At the Made on YouTube event, the administration of the world’s largest video platform presented the Hype program. It can help audiences rally around little-known emerging authors they believe in to help those authors grow their audience.
YouTube is home to a wide variety of creators who make videos about almost everything, and they’re making breakthroughs on the platform every day. But for many little-known authors who already have their own audience, attracting new viewers is a difficult task. For such cases, the Hype program was created. If the video was released less than 7 days ago, and its author has less than 500 thousand subscribers, viewers can “hype” it – providing more effective promotion than with likes and reposts. The more Hype points a video receives, the higher it will rise on the new leaderboard, which features the top 100 hype videos of the week. One viewer can promote their favorite videos from Hype up to three times a week. A viewer’s participation in a program does not affect YouTube’s recommendation and search algorithms for that viewer.
When a viewer “hypes” a video, it earns points that help the creator rank on the weekly leaderboard for their country, helping to grow their audience. There is also a “bonus for small authors” – an increasing coefficient of points for channels that have a smaller number of subscribers. The Hype mechanism is not only a leaderboard, but also a way for viewers to tell creators what content they like best. The most hyped videos receive a badge indicating they are popular.
Hype has been tested in Brazil, Turkey and Taiwan. In the first four weeks of its operation, viewers hyped it more than 5 million times, ensuring the promotion of 50 thousand channels. The largest age group of participants in the experiment were viewers from 18 to 24 years old, or 30% of their total number.

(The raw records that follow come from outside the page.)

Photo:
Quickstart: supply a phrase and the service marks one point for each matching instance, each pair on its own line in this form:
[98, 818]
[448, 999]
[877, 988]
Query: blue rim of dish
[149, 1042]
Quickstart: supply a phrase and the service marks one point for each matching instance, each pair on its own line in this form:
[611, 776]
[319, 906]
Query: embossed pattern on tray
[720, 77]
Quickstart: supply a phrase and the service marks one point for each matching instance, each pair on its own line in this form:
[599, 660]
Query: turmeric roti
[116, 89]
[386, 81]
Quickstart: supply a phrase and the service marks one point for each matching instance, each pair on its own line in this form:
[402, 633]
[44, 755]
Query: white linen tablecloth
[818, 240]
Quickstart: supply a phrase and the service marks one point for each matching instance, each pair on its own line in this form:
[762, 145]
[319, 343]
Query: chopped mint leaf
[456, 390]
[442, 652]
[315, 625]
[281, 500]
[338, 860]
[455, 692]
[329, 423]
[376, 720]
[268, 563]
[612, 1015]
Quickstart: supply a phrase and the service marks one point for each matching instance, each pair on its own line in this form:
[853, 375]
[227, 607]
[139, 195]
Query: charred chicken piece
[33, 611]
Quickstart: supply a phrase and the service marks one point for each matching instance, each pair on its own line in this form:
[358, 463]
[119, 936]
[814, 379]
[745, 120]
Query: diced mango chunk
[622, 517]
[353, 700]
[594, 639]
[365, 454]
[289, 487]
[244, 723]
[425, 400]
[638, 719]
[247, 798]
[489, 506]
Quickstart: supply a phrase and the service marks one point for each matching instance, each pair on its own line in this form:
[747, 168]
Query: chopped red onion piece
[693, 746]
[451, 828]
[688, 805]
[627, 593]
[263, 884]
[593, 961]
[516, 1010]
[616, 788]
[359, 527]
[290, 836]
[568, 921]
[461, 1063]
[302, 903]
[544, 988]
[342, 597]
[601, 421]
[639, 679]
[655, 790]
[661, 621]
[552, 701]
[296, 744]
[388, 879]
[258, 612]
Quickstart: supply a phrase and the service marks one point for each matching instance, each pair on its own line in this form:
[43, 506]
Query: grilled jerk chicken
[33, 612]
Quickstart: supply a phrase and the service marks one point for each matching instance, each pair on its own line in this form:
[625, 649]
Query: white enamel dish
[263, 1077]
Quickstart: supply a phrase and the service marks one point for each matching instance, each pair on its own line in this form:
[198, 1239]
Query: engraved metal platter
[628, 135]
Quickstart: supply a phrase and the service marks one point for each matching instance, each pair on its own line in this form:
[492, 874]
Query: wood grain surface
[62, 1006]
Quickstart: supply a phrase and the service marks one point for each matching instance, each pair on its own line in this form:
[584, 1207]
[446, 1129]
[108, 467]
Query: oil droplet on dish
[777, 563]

The idea for the Hype program was born from the YouTube administration when a survey was conducted among 2,500 viewers in the USA, Germany and Japan, and more than 75% of respondents, as well as more than 80% of Generation Z viewers (born from the late 1990s to the end of the 2010s) ) reported that they would like to help unknown and little-known authors develop their channels. The initially chosen 24-hour time threshold for video promotion turned out to be too short, and the platform administration settled on a period of 7 days. Ideas about creating a leaderboard for the Hype program, as well as a “bonus for small creators” that would level the playing field for video creators, did not immediately come to mind.
The YouTube administration intends to expand the presence of the Hype program beyond the pilot regions of Brazil, Taiwan and Türkiye, as well as continue to improve it based on feedback from platform users.